Masyarakat dibiarkan bertarung bebas. Si kaya semakin merajalela, sementara si miskin “semakin” merana. Di level atas, hanya seribu keluarga yang menguasai ekonomi Indonesia. Di level bawah, sudah tak ada lagi yang bisa diperas. Di tengah-tengah malah saling menginjak dengan sesame saudara. Mana ada perenang sungai bisa mengalahkan perenang professional, kecuali atas semangat dan izin Allah.
Kami berdo’a dalam hati, semoga keluarga ini tetap diberkahi oleh Yang Kuasa. Betapapun sempitnya dunia, tidak akan berarti apa-apa kalau Allah telah melapangkan dada. Semoga ada kesadaran untuk berpendidikan. Satu-satunya jalan untuk melakukan perbaikan keadaan adalah keterdidikan. Jangan bertarung dalam kekayaan dunia, karena hanya akan menyengsarakan masyarakat pinggiran. Tapi dengan ilmu, semua dimungkinkan.

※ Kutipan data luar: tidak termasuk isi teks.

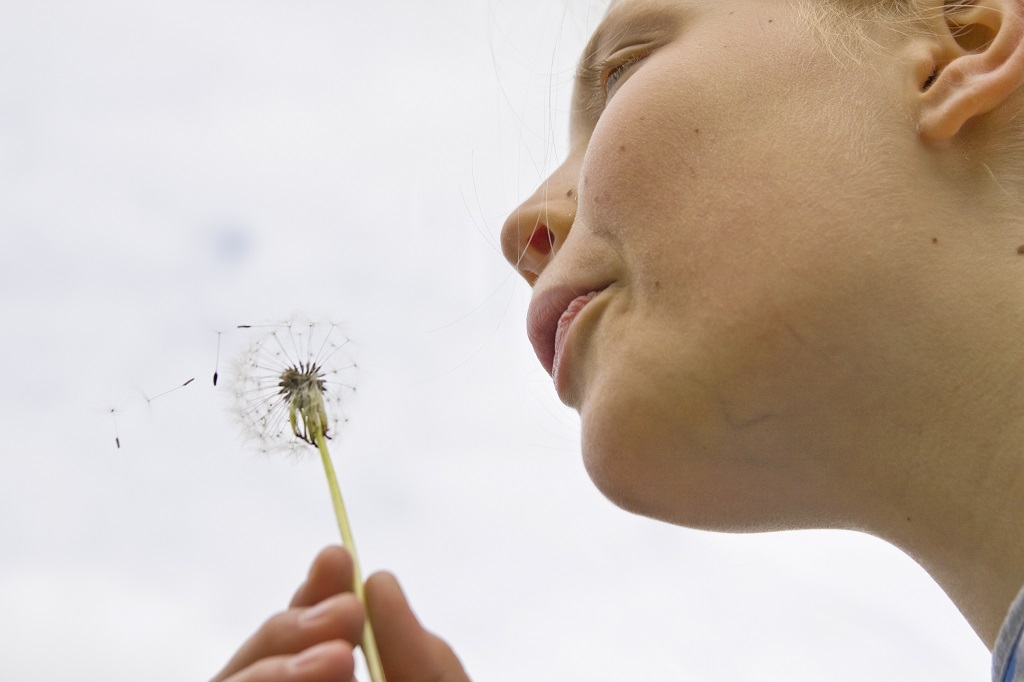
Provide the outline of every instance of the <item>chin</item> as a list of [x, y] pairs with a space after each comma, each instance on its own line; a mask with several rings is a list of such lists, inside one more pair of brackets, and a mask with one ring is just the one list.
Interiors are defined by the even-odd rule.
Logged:
[[752, 453], [734, 429], [700, 411], [680, 419], [629, 406], [581, 411], [587, 473], [615, 506], [717, 532], [842, 526], [828, 518], [820, 496], [804, 499], [801, 491], [815, 488], [793, 458]]

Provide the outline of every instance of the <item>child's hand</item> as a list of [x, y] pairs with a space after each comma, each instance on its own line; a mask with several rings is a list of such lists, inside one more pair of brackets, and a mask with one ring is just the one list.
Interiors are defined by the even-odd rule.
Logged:
[[[352, 679], [364, 612], [351, 585], [348, 552], [325, 549], [289, 609], [263, 624], [211, 682]], [[394, 577], [372, 576], [366, 591], [388, 682], [468, 682], [447, 644], [420, 626]]]

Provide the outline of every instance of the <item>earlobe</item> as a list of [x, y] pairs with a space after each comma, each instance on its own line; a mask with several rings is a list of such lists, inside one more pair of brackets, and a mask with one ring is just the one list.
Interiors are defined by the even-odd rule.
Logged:
[[[951, 140], [1024, 84], [1024, 0], [970, 0], [944, 10], [934, 73], [922, 84], [922, 138]], [[927, 85], [927, 87], [925, 87]]]

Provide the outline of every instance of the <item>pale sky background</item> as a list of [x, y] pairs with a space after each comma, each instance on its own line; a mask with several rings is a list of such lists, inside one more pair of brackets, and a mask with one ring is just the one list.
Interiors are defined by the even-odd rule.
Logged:
[[256, 454], [211, 383], [216, 330], [295, 314], [353, 339], [365, 568], [474, 680], [988, 679], [882, 542], [676, 528], [587, 478], [497, 239], [603, 8], [0, 0], [0, 680], [206, 680], [338, 542], [314, 456]]

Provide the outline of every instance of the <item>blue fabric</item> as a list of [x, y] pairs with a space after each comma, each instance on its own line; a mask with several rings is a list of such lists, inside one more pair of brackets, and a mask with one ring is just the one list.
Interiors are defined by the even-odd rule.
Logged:
[[1002, 622], [992, 651], [992, 682], [1024, 682], [1024, 667], [1020, 658], [1021, 635], [1024, 633], [1024, 590], [1017, 594]]

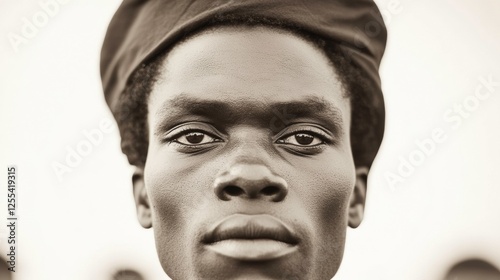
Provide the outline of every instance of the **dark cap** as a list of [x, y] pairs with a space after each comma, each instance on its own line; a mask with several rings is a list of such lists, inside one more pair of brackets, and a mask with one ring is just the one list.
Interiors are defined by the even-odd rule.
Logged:
[[111, 20], [101, 52], [101, 78], [111, 111], [117, 110], [129, 78], [142, 63], [214, 20], [249, 16], [320, 36], [338, 45], [361, 69], [372, 89], [369, 105], [376, 112], [376, 120], [370, 121], [375, 143], [366, 155], [371, 163], [384, 131], [378, 69], [387, 39], [372, 0], [124, 0]]

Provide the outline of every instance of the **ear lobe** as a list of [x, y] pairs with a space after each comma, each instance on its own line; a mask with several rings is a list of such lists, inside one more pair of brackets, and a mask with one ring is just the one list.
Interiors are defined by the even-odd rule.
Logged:
[[135, 206], [137, 210], [137, 219], [144, 228], [153, 226], [151, 216], [151, 206], [149, 203], [148, 193], [144, 184], [144, 169], [137, 167], [132, 176], [132, 186], [134, 192]]
[[348, 225], [351, 228], [357, 228], [363, 221], [368, 171], [369, 168], [365, 166], [356, 168], [356, 183], [349, 201]]

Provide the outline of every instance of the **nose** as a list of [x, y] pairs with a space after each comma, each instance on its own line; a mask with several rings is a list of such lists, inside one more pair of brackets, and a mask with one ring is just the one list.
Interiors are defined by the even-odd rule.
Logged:
[[244, 198], [280, 202], [288, 194], [288, 185], [264, 165], [237, 164], [215, 179], [214, 191], [224, 201]]

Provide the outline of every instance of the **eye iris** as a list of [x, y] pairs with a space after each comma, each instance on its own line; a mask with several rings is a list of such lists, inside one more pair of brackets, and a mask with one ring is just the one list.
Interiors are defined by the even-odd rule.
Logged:
[[295, 140], [301, 145], [309, 145], [314, 140], [314, 136], [304, 133], [295, 134]]
[[191, 144], [201, 143], [201, 141], [203, 141], [203, 138], [205, 138], [205, 134], [200, 132], [191, 132], [186, 134], [186, 140]]

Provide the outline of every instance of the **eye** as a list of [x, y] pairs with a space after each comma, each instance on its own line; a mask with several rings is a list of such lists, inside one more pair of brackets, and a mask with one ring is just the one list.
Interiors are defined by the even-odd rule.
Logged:
[[203, 131], [184, 131], [178, 134], [178, 137], [172, 139], [173, 142], [177, 142], [182, 145], [187, 146], [197, 146], [213, 142], [220, 142], [221, 140], [215, 138]]
[[317, 146], [324, 144], [325, 141], [312, 132], [296, 132], [279, 139], [277, 143], [295, 146]]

Dalam perjalanan, sambil menuju keluarga kelima, kami mengelus dada. Hanya itu yang kita bisa. Hanya Engkau Yang Serba Bisa. Oleh karena itu, kami haturkan sebanyak-banyaknya do’a, Semoga semua yang mengingat-Mu di pagi dan sore, dalam keadaan lapang maupun sempit, berbalas kebahagian yang paripurna. Hal ini akan menjadi modal untuk menyelesaikan tugas dunia.
Di keluarga kelima, ada sedikit enggan untuk masuk. Hal itu karena penampilan rumahnya yang tidak masuk dalam bayangan. Tentu bukan karena pembedaan, tapi tentang ukuran yang sudah dipatok (setting) sejak start di keberangkatan. Namun, karena sudah berada di depan rumahnya, silaturahmi harus tetap jalan. Toh ini hanya sebuah usaha dan permulaan. Sisanya harus diserahkan kepada Yang Memiliki Keputusan.